Lower the voting age to 16

Lucy Fagan and Lauren Vierra

At 16, youth are expected to take on more responsibility in the push to become independent, productive individuals. They are legally able to work, drive, and pay taxes. But the one thing they can’t do, like a legal adult, is vote.

Many high school students will turn 18 during the tenure of a president that they didn’t elect; they should have a say in deciding who will lead and govern their futures.     

The idea that the president will pass laws that may effect their lives would give them a powerful incentive to vote responsibly; if the student dosenʻt care when they are 16, they probably wonʻt care later when they turn 18 and can legally vote.

This would allow teenagers who do care to have a voice and feel empowered. Often times, people under the age of 18 feel like they shouldnʻt care because they donʻt even have the opportunity to do anything with their opinion. This, however, would inspire them to educate themselves and get involved.

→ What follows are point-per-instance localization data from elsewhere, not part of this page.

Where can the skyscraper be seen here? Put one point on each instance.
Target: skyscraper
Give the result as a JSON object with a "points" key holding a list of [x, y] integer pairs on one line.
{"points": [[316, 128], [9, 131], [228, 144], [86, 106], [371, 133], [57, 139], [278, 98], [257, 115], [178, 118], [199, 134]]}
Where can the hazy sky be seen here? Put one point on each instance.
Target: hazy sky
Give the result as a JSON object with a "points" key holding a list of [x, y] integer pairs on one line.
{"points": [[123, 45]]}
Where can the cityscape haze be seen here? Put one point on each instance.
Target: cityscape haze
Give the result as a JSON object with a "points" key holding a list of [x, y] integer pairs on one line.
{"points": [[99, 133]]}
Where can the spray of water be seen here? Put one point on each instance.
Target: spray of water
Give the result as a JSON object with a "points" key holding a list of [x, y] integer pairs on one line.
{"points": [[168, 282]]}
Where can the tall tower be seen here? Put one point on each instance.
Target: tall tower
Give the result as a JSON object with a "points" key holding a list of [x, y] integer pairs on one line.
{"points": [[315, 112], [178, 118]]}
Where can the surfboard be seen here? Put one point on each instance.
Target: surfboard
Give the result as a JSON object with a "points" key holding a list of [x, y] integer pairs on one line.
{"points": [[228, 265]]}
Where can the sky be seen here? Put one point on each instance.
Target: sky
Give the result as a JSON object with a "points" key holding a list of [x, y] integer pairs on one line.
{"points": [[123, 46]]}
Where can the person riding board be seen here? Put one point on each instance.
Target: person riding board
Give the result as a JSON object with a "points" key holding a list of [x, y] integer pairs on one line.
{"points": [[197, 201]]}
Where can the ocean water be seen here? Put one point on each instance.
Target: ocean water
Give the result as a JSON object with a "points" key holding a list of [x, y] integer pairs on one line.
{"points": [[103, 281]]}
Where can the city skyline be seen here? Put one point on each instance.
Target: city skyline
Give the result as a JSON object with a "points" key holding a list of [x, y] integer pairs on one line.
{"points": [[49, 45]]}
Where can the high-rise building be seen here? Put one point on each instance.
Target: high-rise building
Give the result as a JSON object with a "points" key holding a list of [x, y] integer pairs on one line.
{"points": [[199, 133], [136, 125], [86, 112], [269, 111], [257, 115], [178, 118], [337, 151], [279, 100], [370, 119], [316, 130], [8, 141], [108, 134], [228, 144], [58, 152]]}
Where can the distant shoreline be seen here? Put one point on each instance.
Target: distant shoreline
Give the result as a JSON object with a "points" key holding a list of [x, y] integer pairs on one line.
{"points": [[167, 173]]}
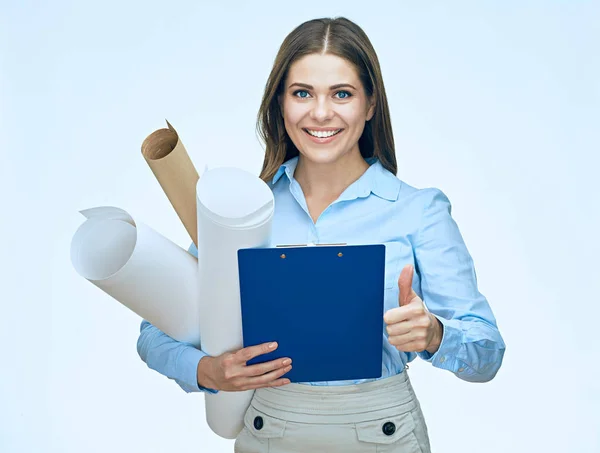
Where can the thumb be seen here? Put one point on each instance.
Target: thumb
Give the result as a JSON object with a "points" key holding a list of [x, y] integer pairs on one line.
{"points": [[407, 294]]}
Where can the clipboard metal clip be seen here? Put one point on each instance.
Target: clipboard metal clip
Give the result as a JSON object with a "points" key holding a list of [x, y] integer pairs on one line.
{"points": [[312, 244]]}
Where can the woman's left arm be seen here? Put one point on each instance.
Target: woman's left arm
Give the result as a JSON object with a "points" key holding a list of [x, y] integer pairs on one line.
{"points": [[471, 346]]}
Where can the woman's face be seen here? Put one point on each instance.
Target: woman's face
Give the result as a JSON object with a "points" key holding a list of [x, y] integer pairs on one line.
{"points": [[325, 107]]}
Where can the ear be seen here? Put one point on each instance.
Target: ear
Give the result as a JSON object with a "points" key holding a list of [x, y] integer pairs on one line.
{"points": [[372, 106]]}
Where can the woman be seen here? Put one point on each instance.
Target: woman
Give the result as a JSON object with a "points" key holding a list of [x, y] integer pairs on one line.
{"points": [[330, 161]]}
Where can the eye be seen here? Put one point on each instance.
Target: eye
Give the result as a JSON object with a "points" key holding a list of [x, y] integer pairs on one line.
{"points": [[343, 94], [303, 94]]}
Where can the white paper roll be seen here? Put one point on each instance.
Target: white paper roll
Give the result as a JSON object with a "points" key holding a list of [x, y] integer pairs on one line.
{"points": [[235, 210], [141, 269]]}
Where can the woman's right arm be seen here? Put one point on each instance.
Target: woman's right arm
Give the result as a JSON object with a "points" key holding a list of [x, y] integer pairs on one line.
{"points": [[171, 358], [183, 362]]}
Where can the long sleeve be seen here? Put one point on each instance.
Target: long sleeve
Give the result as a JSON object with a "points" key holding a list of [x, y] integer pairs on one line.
{"points": [[171, 358], [472, 347]]}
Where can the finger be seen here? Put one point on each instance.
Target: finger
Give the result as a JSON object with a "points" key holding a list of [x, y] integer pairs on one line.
{"points": [[399, 328], [266, 379], [411, 346], [407, 294], [403, 339], [396, 315], [246, 354], [266, 367]]}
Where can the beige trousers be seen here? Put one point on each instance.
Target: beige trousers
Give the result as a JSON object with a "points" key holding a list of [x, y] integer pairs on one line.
{"points": [[378, 416]]}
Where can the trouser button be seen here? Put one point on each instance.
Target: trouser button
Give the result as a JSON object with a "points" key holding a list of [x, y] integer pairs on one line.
{"points": [[258, 422], [388, 428]]}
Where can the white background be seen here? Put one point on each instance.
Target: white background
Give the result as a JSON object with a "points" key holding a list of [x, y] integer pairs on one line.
{"points": [[495, 103]]}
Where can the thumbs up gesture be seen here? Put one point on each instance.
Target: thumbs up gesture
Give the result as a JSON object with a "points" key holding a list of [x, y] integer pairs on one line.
{"points": [[411, 327]]}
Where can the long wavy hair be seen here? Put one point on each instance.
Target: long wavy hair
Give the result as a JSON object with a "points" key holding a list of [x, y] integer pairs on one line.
{"points": [[343, 38]]}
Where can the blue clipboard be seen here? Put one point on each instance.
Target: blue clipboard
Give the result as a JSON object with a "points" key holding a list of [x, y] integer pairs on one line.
{"points": [[322, 304]]}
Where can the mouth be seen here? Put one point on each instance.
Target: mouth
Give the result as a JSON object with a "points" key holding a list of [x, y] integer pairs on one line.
{"points": [[322, 134]]}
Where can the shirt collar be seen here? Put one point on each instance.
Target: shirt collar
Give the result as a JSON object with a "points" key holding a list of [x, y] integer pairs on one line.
{"points": [[376, 179]]}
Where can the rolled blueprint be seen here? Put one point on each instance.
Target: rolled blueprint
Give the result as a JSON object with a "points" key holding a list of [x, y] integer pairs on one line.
{"points": [[141, 269], [175, 172], [235, 210]]}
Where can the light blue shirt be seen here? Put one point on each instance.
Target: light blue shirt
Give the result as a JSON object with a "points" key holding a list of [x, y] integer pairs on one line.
{"points": [[417, 228]]}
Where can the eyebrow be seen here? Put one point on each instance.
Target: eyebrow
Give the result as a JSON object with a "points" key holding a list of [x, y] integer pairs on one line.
{"points": [[332, 87]]}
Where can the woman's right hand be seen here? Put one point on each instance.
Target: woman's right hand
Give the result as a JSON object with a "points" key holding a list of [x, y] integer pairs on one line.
{"points": [[229, 372]]}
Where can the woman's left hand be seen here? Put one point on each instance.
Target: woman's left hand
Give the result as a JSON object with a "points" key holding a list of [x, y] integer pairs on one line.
{"points": [[411, 327]]}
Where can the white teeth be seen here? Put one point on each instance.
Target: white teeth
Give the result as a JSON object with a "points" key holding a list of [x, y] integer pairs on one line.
{"points": [[322, 134]]}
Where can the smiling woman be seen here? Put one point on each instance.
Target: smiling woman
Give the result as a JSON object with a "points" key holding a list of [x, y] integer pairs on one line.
{"points": [[330, 162]]}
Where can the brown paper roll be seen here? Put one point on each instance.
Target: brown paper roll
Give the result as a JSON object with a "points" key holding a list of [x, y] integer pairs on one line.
{"points": [[175, 172]]}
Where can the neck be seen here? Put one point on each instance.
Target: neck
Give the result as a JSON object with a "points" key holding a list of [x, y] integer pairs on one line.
{"points": [[326, 182]]}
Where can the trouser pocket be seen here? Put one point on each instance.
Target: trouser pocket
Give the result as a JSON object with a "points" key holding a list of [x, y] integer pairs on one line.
{"points": [[397, 433], [259, 429]]}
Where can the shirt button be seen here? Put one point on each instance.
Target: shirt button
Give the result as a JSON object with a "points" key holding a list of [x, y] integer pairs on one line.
{"points": [[258, 423], [388, 428]]}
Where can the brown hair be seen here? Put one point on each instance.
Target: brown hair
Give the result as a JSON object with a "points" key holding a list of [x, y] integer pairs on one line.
{"points": [[345, 39]]}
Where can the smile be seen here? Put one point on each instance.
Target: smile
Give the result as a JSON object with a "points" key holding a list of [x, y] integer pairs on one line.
{"points": [[323, 134]]}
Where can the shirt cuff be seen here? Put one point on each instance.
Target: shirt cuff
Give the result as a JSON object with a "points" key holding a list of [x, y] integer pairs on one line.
{"points": [[188, 361], [452, 338]]}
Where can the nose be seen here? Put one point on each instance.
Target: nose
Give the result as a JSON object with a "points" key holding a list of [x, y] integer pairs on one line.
{"points": [[321, 110]]}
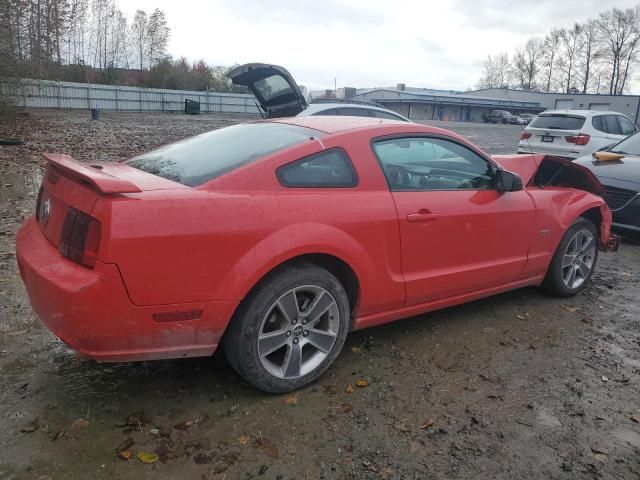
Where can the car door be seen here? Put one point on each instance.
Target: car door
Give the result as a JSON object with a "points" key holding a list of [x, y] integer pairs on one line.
{"points": [[458, 233], [273, 86]]}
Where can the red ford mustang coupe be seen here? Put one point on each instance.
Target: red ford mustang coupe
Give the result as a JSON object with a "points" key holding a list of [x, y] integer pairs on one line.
{"points": [[274, 239]]}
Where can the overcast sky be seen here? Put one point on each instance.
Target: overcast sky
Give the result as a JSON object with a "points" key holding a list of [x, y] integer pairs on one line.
{"points": [[364, 43]]}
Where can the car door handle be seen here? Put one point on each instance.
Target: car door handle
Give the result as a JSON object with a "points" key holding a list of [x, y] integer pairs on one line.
{"points": [[422, 216]]}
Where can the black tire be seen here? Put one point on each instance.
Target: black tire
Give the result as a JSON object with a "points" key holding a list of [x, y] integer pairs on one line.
{"points": [[240, 341], [554, 281]]}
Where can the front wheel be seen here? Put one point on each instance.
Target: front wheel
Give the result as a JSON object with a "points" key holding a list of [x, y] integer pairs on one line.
{"points": [[574, 261], [289, 330]]}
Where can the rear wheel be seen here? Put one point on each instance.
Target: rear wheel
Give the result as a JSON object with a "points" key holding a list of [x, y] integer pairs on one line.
{"points": [[574, 261], [289, 330]]}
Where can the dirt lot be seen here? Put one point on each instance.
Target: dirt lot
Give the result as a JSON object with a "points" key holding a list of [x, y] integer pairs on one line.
{"points": [[516, 386]]}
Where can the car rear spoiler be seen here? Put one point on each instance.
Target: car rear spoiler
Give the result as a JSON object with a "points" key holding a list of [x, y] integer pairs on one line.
{"points": [[91, 175]]}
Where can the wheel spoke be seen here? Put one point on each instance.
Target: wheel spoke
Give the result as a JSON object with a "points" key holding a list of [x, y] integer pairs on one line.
{"points": [[321, 304], [587, 246], [322, 340], [292, 361], [288, 305], [572, 276], [272, 341], [584, 269]]}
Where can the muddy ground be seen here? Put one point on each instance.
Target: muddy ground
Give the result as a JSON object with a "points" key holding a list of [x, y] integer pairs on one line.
{"points": [[516, 386]]}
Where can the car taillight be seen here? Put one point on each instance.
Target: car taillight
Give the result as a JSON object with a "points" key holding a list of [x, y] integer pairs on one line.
{"points": [[581, 139], [80, 239], [38, 202]]}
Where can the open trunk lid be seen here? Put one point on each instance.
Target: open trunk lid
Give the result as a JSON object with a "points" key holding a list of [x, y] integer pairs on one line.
{"points": [[273, 86], [547, 170]]}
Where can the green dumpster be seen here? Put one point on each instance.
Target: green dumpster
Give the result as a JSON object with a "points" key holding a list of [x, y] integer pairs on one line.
{"points": [[191, 107]]}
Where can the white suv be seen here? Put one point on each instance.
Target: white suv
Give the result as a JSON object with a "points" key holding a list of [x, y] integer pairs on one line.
{"points": [[573, 133]]}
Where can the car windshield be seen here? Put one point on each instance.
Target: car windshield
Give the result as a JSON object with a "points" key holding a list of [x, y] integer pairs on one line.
{"points": [[197, 160], [628, 146], [558, 122]]}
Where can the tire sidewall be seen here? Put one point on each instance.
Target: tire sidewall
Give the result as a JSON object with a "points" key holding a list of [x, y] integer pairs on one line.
{"points": [[241, 343], [554, 281]]}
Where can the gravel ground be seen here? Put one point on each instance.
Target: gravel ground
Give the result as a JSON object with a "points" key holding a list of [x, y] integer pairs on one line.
{"points": [[520, 385]]}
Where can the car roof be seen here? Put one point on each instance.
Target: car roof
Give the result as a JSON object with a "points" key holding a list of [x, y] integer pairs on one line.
{"points": [[580, 113], [320, 107], [333, 124]]}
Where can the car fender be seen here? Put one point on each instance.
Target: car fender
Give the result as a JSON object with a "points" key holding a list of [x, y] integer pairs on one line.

Lowering the voting age would also increase voter turnout. The United States has a notoriously low turnout among the youth and this would help students understand the political process in an authentic and realistic way.

According to census.gov, voter turnout has increased in adults 18-29 by 16% since the 2014 election; this brings the total turnout in this age group from 20% to 36%. While the number has grown, it still does not compare to the 60% voter turnout of 45-64 year-olds in the 2018 election. Letting teenagers vote would inspire a civic duty to get involved and push voter turnout.

One argument against lowering the voting age is that most 16-year-olds have minimal life experience. They have not lived on their own and, in many cases, have not dealt with things such as working, balancing a budget and paying taxes; in short, they are less educated.

By this argument, however, what makes an 18-year-old more qualified than a 16-year-old? Many 18-year-olds have not experienced these situations either. They also lack experience. One could also argue that many 22-year-olds also lack life experience.

Voting is a right. If a student is not educated and does not care, they donʻt have to vote, but if they do, certain requirements could be put in place to ensure students understand the system and their responsibilities. A voting test could be taken while registering to vote and would be similar to a driving test.

18-year-olds are not adults — they just happen to be considered that by law. Lowering the voting age will empower students to take an active interest in the issues that will impact their futures. Tell your legislators you’re ready to vote!